Qwen-VLA: Unified Vision-Language-Action Model Across Robot Tasks, Environments, and Embodiments
Alibaba's Qwen team presents Qwen-VLA, a unified embodied foundation model that extends the Qwen vision-language stack to continuous action and trajectory generation via a DiT-based action decoder. The model is jointly pretrained on diverse data spanning manipulation trajectories, egocentric demonstrations, synthetic simulation, and navigation data, with embodiment-aware prompt conditioning to support multiple robot platforms. A unified action-and-trajectory prediction framework covers manipulation, navigation, and trajectory prediction tasks. Benchmarks show strong results: 97.9% on LIBERO, 73.7% on Simpler-WidowX, 69.0% OSR on R2R navigation, and 76.9% average OOD success in real-world ALOHA experiments.
AgentSpec: A modular framework for controlled composition and analysis of embodied LLM agent scaffolds
AgentSpec is a new modular specification framework that represents embodied LLM agents as typed compositions of reusable policy components with standardized interfaces across perception, memory, reasoning, reflection, action, and learning modules.

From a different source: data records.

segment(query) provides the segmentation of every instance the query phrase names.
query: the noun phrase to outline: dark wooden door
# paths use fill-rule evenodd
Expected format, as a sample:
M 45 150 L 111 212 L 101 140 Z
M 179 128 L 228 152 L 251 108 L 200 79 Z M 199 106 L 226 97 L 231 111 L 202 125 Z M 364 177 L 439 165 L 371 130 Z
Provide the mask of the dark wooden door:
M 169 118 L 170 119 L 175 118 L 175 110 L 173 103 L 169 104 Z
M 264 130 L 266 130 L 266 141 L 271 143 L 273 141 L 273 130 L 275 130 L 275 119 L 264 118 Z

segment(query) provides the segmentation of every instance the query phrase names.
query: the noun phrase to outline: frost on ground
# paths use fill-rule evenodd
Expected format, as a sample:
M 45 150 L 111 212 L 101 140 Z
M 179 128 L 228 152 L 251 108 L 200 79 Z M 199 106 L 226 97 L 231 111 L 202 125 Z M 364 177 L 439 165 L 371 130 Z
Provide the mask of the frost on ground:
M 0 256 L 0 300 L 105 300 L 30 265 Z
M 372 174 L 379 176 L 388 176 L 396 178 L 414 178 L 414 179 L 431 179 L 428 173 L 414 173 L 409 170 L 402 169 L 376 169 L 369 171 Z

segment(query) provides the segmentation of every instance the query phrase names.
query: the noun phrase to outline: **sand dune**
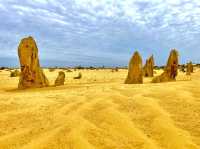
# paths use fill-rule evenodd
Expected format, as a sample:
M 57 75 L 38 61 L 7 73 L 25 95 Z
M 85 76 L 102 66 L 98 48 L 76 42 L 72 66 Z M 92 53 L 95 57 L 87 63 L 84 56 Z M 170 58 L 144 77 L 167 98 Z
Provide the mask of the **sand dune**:
M 50 84 L 58 71 L 45 70 Z M 200 148 L 200 71 L 139 85 L 123 83 L 127 70 L 78 72 L 64 86 L 17 90 L 1 71 L 0 149 Z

The framework enables controlled swapping and recombination of components, instantiated across four benchmarks (DeliveryBench, ALFRED, MiniGrid, RoboTHOR). Key findings include that agent performance is governed by scaffold compatibility and interaction effects rather than isolated module strength, and that RL-trained policies compose best when optimized with deployment-time scaffold structure. Code, baselines, and an interactive playground are publicly released.
HAT-4D: Agentic framework for 4D multi-object interaction reconstruction from monocular video
HAT-4D is a new agentic framework that reconstructs 3D geometry, temporal dynamics, and physical interactions of multiple objects from single monocular videos, targeting scalable data collection for Embodied AI and Vision-Language-Action (VLA) model training. The system integrates VLMs with a multi-level human-in-the-loop feedback mechanism to resolve depth ambiguities and occlusions without expensive multi-camera rigs. The authors also introduce MVOIK-4D, an open-world benchmark for monocular 4D interaction reconstruction with a novel evaluation protocol focused on physical plausibility and temporal consistency. Experiments show state-of-the-art performance on most metrics, and HAT-4D-generated data improves downstream model fine-tuning.